Tuesday, December 21, 2010

Eclipse Epiphany

Last night I got to witness one of the most phenomenal natural wonders of our solar system.  Sure, sure a lunar eclipse comes around every 4 years, right?  But this was the first time in 300 some odd years that a total lunar eclipse had fallen on the winter solstice.  I found out a total lunar eclipse is actually a pretty big deal.  It is actually more rare than a solar eclipse.  I heard someone say (so I don't know how factual this is) that it will be another 400 years until a total lunar eclipse on a winter solstice again.  Maybe it was a total lunar eclipse period.  


It was a rare night indeed watching this lunar eclipse in Rosalia, Kansas.  The night started off cloudy and I was afraid I would miss the big event.  As the clouds began to clear away around 11 pm, it was unusually bright outside.  I went out to look at the moon at 12:15 and it was still bright.  No shadow was cast on its surface yet.  I debated sitting outside, but I had scared a skunk off when I opened the door and decided to let him have the back yard for a while.  When I went back out at 1, it was halfway covered, noticeably darker, and the clouds had formed a unique ring or circle opening around the moon.  This time I chickened out of camping out because it was colder and I had just watched Wolfman this past weekend...  At 1:45, it was almost completely covered and a slight pinkish tint was noticeable.  I thought to myself that surely wearwolves cannot get their power during a lunar eclipse, but kind of freaked out when the wind blew through some tall grass behind me.  Finally, at 2:30, when it was completely covered it was nearly pitch black outside and the entirety of the moon was pink.  The pink color came from the reflection of light coming from the earth's atmosphere - a light we provided.  It was eerie.  And cold.  And unique.  A night I will never forget.  

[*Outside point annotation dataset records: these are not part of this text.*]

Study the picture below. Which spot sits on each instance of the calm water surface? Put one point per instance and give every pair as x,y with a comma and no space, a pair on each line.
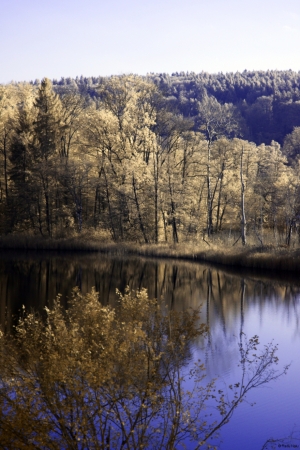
263,304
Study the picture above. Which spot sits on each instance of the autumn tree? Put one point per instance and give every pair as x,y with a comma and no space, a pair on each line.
97,377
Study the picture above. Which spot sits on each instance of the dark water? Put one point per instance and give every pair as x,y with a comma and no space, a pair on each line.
265,304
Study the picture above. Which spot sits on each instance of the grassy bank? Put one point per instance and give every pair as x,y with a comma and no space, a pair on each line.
256,257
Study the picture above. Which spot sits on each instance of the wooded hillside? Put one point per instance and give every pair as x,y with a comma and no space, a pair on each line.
149,159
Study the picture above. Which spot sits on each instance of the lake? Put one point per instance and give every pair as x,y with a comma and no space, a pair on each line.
255,303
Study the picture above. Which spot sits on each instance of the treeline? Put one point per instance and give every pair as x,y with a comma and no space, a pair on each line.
266,102
120,156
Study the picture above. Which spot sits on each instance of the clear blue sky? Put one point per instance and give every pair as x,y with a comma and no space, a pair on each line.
56,38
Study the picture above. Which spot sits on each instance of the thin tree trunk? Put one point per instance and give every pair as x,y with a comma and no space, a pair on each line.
243,213
138,210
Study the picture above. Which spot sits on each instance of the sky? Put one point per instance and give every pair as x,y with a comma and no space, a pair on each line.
69,38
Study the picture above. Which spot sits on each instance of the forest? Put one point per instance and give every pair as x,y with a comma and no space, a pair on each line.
151,159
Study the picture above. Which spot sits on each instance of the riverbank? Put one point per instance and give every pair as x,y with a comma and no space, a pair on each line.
255,257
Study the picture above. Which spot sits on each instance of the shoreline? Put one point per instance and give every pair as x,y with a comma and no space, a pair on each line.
253,257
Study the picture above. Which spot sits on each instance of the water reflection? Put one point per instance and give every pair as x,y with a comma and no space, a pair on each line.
232,303
34,279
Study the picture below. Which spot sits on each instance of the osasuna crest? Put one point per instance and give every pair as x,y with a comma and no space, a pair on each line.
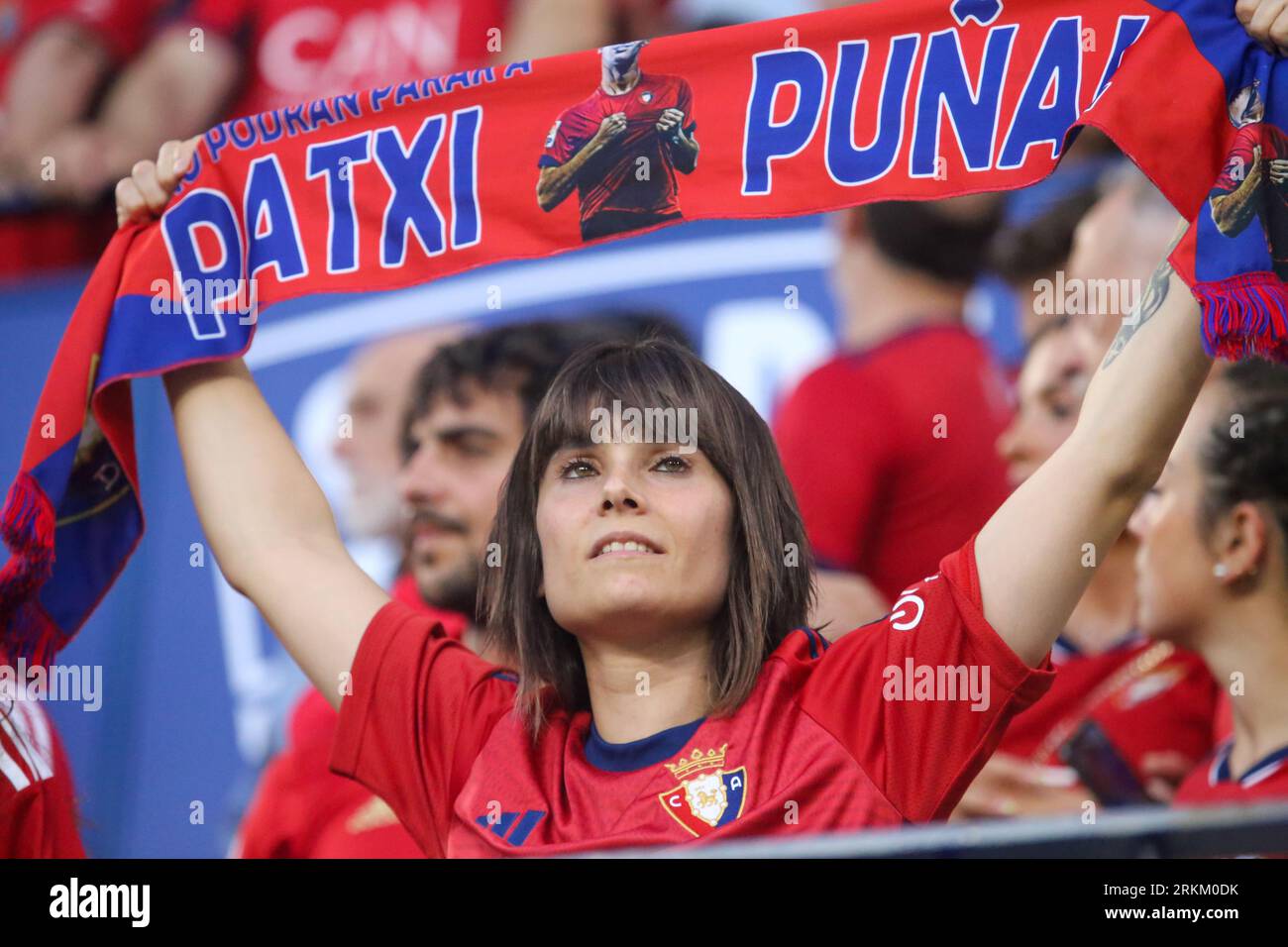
708,795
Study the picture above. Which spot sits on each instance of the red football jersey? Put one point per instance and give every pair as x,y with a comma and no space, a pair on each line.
1212,784
301,809
1146,697
299,51
831,737
609,180
38,802
892,453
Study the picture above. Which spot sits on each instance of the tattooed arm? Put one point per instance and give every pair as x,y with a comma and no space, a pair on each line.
1035,556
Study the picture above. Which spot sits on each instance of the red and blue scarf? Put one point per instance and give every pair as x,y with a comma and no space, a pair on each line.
406,183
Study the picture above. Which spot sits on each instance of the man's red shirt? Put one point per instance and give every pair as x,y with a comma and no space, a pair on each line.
892,453
38,801
301,809
612,179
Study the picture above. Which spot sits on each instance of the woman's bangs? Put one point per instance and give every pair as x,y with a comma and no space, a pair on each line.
613,384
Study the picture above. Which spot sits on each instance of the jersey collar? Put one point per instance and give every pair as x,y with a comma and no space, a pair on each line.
623,758
1258,771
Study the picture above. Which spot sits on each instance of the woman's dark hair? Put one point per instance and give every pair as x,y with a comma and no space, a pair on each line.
771,577
1244,457
522,357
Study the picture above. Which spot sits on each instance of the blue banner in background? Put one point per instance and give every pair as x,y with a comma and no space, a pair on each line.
194,688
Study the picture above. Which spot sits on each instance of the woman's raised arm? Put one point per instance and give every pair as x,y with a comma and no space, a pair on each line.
1037,553
267,521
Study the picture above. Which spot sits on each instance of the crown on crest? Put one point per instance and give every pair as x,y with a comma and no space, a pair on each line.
696,761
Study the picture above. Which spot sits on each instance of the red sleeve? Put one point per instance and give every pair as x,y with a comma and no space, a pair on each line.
835,438
686,105
921,697
566,138
38,804
420,711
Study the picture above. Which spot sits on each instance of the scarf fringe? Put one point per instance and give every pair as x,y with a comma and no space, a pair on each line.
1244,316
27,527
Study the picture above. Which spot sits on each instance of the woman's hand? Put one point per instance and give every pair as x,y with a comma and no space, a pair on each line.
149,189
1266,21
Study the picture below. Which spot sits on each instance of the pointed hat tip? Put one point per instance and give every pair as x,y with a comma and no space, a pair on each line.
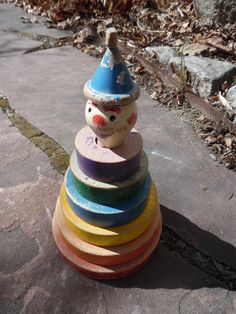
111,37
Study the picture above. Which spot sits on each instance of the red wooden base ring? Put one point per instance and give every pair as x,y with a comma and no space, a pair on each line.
103,272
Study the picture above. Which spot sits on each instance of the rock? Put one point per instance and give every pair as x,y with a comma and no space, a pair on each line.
220,11
206,74
231,97
3,101
164,53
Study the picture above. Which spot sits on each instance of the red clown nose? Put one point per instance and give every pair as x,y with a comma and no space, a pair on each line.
99,120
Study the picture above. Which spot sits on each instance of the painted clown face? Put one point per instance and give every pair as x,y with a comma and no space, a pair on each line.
110,123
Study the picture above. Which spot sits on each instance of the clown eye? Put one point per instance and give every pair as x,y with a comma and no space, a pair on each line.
112,118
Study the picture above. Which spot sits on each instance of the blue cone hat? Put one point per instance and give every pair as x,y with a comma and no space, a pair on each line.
112,83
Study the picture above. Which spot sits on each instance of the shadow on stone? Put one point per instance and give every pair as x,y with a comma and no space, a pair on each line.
176,263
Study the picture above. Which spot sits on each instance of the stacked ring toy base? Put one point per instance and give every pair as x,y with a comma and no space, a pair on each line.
111,255
111,236
95,271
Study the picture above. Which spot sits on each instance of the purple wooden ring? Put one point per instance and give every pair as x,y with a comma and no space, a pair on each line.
106,164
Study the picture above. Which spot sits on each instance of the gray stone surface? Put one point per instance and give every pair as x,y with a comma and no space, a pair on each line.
17,248
222,11
164,53
207,74
198,202
10,21
11,44
43,283
191,187
205,301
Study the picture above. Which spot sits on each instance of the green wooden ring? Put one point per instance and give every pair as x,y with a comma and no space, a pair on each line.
109,193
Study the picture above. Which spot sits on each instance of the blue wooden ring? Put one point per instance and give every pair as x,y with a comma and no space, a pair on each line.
106,215
109,193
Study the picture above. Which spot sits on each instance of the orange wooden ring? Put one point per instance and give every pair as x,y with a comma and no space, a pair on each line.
103,272
107,255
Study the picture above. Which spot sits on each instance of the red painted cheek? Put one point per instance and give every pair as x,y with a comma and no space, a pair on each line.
99,120
132,118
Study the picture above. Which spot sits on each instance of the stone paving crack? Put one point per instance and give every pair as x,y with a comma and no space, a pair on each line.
58,157
59,160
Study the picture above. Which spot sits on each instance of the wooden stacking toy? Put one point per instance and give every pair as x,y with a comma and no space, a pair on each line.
107,220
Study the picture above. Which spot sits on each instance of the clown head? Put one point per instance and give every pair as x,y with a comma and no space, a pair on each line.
110,123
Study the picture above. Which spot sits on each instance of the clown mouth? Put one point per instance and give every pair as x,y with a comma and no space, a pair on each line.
102,134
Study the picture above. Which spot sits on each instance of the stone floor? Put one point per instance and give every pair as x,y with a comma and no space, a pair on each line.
194,268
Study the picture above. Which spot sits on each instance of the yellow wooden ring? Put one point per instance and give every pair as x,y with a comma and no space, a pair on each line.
108,236
109,255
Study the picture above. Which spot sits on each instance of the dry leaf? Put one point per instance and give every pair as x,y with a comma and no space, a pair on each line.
194,49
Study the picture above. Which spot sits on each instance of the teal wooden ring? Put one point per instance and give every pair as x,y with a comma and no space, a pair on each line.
109,193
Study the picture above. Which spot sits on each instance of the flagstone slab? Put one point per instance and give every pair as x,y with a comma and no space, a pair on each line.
34,277
199,195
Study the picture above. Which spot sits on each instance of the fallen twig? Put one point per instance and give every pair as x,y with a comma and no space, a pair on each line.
195,101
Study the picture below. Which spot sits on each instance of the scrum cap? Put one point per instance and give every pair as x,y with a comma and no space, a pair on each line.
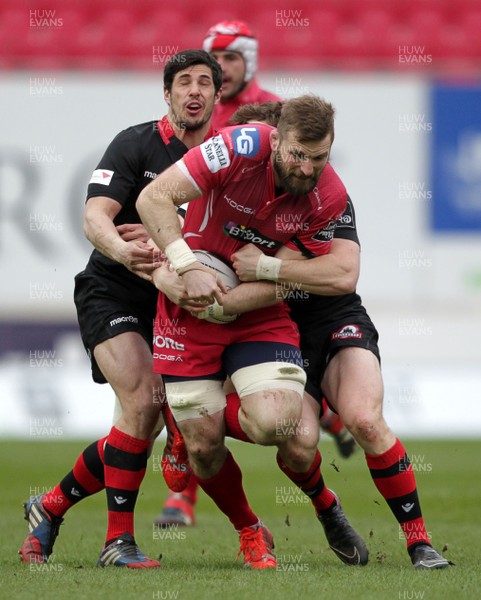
235,36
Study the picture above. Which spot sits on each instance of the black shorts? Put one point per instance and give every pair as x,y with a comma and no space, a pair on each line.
321,339
109,307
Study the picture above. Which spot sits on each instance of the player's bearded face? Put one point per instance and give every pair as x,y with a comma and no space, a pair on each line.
297,166
192,98
233,72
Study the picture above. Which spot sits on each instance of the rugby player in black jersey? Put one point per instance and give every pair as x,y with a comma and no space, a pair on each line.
116,305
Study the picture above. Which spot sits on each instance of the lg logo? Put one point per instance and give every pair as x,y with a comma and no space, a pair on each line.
246,141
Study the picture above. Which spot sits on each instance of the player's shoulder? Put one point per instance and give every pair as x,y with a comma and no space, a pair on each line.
266,96
249,141
137,133
330,182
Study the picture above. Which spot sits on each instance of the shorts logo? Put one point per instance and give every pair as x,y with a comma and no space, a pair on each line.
347,332
102,176
215,153
249,235
167,343
129,319
246,141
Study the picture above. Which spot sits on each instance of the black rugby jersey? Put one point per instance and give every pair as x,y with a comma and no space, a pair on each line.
132,160
306,306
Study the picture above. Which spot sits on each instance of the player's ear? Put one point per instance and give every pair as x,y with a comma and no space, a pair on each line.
167,96
274,139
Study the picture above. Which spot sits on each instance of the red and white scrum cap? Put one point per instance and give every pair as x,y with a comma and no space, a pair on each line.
237,37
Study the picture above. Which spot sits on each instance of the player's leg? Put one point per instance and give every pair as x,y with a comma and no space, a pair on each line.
353,385
198,408
274,411
126,363
45,512
331,423
300,460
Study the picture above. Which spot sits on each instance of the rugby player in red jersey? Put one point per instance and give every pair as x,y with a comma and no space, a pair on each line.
115,302
235,46
240,184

But the reason I won't forget it is not because of the rarity of a lunar eclipse.  It's because while I was standing alone on my back porch, my family asleep inside and my closest neighbors asleep 2 miles down the road, with raccoons and skunks and the cattle in the barn, staring at the moon, so were over a billion other people.  This eclipse that is a powerful display of the complexity and simplicity balanced in our solar system, and our extreme lack of control over nature was something that all viewers around the world were part of last night.  I was a single part of an unfathomably large scale natural wonder in which I had absolutely no affect on whatsoever.  I have never in my life, try as I might, been so in the moment as I was those 5 minute intervals I stepped outside to stare at the moon.  


Filled with the excitement of the winter solstice (I know, major hippie - it's the full moon), while I was reading my book today, I had an epiphany.  I am reading Eat, Pray, Love by Elizabeth Gilbert and am finding myself very intrigued by some of the discoveries that she made.  If you liked the movie - the book is far more insightful.  We, as Americans, are so busy with getting things done in an efficient manner in order to put more in our days that we fail to enjoy life to the fullest and to wholly understand our purpose.  Through mediation that is practiced in Hinduism, one is in the pursuit to find connection with their soul, which is connected to God and to the universe.  She compares it to listening to your heart rather than to your head.  I need a lot more of that in my life.  


So I've decided to try meditating.  Just get a feel for it through this next semester.  I also want to look into the practice of Hinduism when I grow up and move to a bigger city.  It is not that I am unhappy with Catholicism - quite the contrary- it's just that I want to explore a more efficient means of practice with the one I have already.  We'll see how it goes....


On a kind of side note:  one of my favorite quotes and lessons in the book was when a friend of hers in Italy tells her, "Do not apologize for crying.  WIthout this emotion, we are only robots."  I'm going to cry freely more often.  No reservations.  And I'm not going to apologize.  


All this stems from feeling so small and individual and part of something so magnificently HUGE.  From what I have read, meditation brings about a similar feeling.  I am on a quest to find it...........









1 comment:

  1. This is one of the most insightful blog posts I've ever read. Eat, Pray Love, inspired me to try and connect to myself more often, through yoga, and probably meditation, too. I'm really glad you felt inspried, too.